From time to time, we all forget where we left our keys. The responsibilities of life sometimes get so overwhelming that we show up late to work or school on rare occasion as well. Most of us procrastinate to some extent, and the vast majority of us wait until April 14 to do our taxes. Certainly, everyone has blurted out something inappropriate in class or at a meeting at one time or another. Are we all ADHD?
The truth is that the traits of ADHD are, by and large, extreme forms of behaviors that almost all of us exhibit from time to time. Spontaneity is called “impulsivity” when it prevents us from getting along with others, or gets us into trouble. Imagination is called “short attention span” or “distractibility” when we spend so much time in our own world that we do not fulfill what is expected of us as students or workers in the here and now. Energetic people are called “hyperactive” when their behaviors become extreme enough to make others around them uncomfortable, and thus cause disruptions. So, ADHD behaviors are extreme forms of traits that have great utility. However, the parts of the brain responsible for channeling and harnessing the strengths of ADHD people do not function optimally. So while the average person might struggle to remember appointments or the location of personal items, these are daily and constant struggles for a person with ADHD. Genetic and cerebral differences underlie this reality.
Evidence continues to mount that ADHD can be correlated with genetic variants. Yes, variations in DNA seem to underlie the symptoms of ADHD. Many of the gene variants, or polymorphisms, associated with the disorder relate to the operation of norepinephrine and dopamine, two neurotransmitters involved in learning, attention, and memory, among many other important functions. A recent study found that children with ADHD have nearly 50 percent less of a protein that is important for attention and memory. Another study from last month found specific genes that are related to important aspects of the brain’s signaling pathways, in which the above-mentioned neurotransmitters are involved. The science continues to support one very important supposition: ADHD behaviors are associated with distinct and meaningful differences in the brain.

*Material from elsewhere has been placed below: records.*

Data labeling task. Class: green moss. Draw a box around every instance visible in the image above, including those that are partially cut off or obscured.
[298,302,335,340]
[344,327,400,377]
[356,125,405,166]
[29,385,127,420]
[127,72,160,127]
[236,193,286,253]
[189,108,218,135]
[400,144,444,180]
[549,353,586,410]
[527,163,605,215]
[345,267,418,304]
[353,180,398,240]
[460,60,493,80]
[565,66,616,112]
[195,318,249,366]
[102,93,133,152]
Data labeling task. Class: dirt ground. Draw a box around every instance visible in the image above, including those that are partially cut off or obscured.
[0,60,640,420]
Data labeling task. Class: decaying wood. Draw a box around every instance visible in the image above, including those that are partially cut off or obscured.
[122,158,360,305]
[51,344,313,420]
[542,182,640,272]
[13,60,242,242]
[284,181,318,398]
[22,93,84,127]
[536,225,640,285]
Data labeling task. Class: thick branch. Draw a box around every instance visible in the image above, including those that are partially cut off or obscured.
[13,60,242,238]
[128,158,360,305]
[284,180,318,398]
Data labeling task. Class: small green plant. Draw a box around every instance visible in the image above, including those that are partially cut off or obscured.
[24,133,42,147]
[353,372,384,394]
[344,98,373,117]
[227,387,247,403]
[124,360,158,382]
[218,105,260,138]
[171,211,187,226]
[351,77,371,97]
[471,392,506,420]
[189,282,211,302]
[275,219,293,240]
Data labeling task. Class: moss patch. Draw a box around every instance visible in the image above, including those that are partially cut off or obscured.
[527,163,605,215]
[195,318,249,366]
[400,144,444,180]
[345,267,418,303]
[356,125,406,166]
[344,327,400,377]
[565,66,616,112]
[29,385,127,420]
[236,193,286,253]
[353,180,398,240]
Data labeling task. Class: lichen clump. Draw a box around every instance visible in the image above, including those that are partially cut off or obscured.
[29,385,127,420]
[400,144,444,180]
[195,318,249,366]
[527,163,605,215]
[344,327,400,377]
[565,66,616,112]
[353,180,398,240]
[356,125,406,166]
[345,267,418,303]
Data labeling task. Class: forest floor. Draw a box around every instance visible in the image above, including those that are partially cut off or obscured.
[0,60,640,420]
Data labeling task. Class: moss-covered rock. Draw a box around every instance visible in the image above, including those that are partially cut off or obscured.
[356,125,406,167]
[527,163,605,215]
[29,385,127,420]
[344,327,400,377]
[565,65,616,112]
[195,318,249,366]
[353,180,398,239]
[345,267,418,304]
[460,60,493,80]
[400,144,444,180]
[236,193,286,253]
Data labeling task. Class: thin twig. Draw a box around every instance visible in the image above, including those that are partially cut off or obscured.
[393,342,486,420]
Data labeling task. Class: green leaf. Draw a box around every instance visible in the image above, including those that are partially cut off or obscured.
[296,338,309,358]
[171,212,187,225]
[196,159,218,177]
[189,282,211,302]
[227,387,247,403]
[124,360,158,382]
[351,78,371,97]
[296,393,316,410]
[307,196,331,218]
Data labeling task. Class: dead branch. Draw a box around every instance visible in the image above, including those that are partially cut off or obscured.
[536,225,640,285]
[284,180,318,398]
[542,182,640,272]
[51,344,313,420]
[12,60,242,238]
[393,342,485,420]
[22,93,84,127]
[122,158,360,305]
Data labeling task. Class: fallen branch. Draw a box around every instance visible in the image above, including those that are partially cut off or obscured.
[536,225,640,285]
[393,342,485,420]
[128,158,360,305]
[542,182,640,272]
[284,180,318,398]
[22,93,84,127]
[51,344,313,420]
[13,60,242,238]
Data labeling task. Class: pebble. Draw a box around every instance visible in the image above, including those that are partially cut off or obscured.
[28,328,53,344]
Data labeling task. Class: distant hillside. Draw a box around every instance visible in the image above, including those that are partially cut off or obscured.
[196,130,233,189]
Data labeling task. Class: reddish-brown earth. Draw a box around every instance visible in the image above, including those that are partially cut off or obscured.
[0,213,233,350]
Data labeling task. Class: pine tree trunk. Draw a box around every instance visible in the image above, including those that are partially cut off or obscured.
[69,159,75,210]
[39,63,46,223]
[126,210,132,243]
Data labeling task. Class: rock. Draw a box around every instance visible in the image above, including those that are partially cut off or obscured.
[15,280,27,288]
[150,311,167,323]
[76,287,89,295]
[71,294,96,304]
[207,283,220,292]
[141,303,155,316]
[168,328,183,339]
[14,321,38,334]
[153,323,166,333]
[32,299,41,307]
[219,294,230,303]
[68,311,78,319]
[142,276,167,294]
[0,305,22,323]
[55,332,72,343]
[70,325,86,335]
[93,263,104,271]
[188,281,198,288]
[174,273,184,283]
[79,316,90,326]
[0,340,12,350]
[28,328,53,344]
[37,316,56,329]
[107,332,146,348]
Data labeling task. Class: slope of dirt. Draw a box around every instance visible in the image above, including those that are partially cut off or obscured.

I could list hundreds of studies, but my purpose is simply to get you to consider the neurobiological and genetic underpinnings of ADHD. It is not a choice. It is not an outgrowth of laziness. It is simply the product of changes in the brain. The good news is that this “different” brain often has unique strengths and aptitudes that, with proper mentoring and guidance, can be used to great effect. We need to first offer ADHD people compassion, and from that place, we have a good shot at helping them. I urge you to approach ADHD first and foremost from a place of understanding.